Accuracy and Completeness of Historical Data: This method directly uses observed historical returns without statistical modeling or smoothing. As such, it assumes that the raw historical data is clean, accurate, and reliable. Therefore, preprocessing steps may include adjusting prices for corporate actions (splits, dividends), making sure that there are no missing observations or data anomalies, and every asset is time-synchronized in multi-asset portfolios.
Equal Probability Weighting of Historical Outcomes: In this method, each return in the lookback window is given equal weight, regardless of when it occurred and how relevant they are. Therefore, simple to implement and transparent, and does not require a weighting scheme or decay structure.
Limitations of the Historical Simulation Method
Assumption of Stationarity: The method assumes that the market conditions that produced the past return distributions will remain consistent in the future. In reality, financial markets are non-stationary due to economic regime shifts (boom vs recession), policy changes (interest rate cuts/hikes), innovations (algorithmic trading), or behavioral changes in market participants.
Historical simulation may misrepresent risk if future market behavior diverges from the past. for example, a portfolio simulated using a calm period (low volatility) may severely underestimate risk in a crisis.
Limitations of the Lookback Period: The simulation relies on a defined historical window (e.g., 250 trading days). A short window may miss rare events (financial crises or recessions) or lack robustness for fat-tailed distributions. In emerging markets or for new instruments, historical data may be sparse or nonexistent. This limits the statistical validity and increases estimation error. for example, A company may wish to assess a 10-year risk but only have 2 years of price data for a recently listed — VaR estimates here will be highly uncertain.

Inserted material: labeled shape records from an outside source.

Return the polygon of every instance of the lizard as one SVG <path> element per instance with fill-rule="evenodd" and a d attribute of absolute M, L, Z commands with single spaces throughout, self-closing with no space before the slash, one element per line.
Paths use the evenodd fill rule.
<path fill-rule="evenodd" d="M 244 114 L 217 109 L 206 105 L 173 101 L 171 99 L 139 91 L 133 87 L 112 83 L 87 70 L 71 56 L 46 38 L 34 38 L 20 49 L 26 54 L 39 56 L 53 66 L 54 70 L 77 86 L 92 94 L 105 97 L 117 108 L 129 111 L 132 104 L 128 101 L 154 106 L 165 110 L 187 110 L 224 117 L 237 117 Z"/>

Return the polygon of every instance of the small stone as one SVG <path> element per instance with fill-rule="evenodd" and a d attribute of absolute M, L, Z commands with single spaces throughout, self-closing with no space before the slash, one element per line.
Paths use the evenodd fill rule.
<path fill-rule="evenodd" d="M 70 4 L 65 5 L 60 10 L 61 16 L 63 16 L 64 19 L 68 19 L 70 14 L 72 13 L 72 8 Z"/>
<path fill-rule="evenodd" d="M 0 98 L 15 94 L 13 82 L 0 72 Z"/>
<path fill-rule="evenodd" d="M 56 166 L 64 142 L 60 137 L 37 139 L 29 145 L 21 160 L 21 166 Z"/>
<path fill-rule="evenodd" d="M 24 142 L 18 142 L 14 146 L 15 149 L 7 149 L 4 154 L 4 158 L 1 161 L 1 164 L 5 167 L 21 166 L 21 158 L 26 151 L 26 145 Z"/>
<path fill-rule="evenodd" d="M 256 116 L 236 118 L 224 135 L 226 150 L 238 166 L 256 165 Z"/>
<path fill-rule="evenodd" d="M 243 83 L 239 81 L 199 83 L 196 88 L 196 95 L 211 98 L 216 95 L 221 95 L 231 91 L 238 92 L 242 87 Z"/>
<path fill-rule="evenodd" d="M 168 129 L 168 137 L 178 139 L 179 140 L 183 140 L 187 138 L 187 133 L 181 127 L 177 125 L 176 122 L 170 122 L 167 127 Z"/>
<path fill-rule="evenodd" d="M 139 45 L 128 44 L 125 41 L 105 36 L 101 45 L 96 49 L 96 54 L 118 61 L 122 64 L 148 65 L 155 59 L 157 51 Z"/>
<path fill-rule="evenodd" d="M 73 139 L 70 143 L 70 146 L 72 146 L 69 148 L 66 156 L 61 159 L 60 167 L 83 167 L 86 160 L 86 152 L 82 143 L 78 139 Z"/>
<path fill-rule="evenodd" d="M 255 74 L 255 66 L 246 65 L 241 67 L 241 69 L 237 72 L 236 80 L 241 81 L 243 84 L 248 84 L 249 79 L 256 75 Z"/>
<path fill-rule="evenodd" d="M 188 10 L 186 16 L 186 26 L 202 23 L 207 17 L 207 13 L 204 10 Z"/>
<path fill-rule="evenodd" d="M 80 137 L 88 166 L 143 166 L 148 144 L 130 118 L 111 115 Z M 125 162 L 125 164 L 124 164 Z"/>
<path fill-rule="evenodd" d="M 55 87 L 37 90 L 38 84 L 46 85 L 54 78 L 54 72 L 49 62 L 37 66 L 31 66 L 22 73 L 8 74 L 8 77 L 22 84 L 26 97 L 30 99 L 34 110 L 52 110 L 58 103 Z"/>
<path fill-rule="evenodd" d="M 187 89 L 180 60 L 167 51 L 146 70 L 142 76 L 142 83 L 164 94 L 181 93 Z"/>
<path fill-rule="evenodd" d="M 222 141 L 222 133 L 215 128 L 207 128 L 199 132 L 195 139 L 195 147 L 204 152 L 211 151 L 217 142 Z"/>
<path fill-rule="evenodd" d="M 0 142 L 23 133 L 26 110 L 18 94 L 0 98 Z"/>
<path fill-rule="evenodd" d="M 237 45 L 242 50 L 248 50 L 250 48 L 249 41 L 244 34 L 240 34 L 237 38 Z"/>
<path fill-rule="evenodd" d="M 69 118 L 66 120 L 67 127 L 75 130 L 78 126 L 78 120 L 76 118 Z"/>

Dependence on Data Quality and Completeness: The accuracy of historical simulations heavily depends on the quality and completeness of the historical data used. Inadequate or incomplete data can lead to biased estimates and unreliable predictions. Data gaps (missing values), inaccuracies, or errors in the historical records can distort the results of the simulation, making them less reliable for future decision-making. Pre-processing, cleansing, and validating historical datasets are crucial before simulation.
Ignoring Fundamental Factors: Historical simulation is purely technical—it does not integrate macroeconomic indicators or firm-specific fundamentals. for example, GDP growth rate, inflation, company earnings reports, and investor sentiment or news. It may miss structural changes in the market. For instance, rising inflation may signal higher volatility ahead, but historical simulation won’t reflect that unless similar events occurred in the lookback period.
Equal Weighting of Historical Outcomes: All historical return observations are treated with equal importance, regardless of recency or context. It does not recognize that:
Some events may be outdated or irrelevant,
More recent events might be more indicative of near-term risk.
Alternative: The Exponentially Weighted Historical Simulation (EWHS) approach assigns more weight to recent data, addressing this limitation.
Backward-Looking Nature of Historical Simulation: This is inherently a backward-looking method. It relies entirely on past data and does not incorporate any forward-looking information about future market expectations. Forward-looking information, such as anticipated economic policies, technological advancements, or geopolitical events, is crucial for making accurate predictions about future market conditions.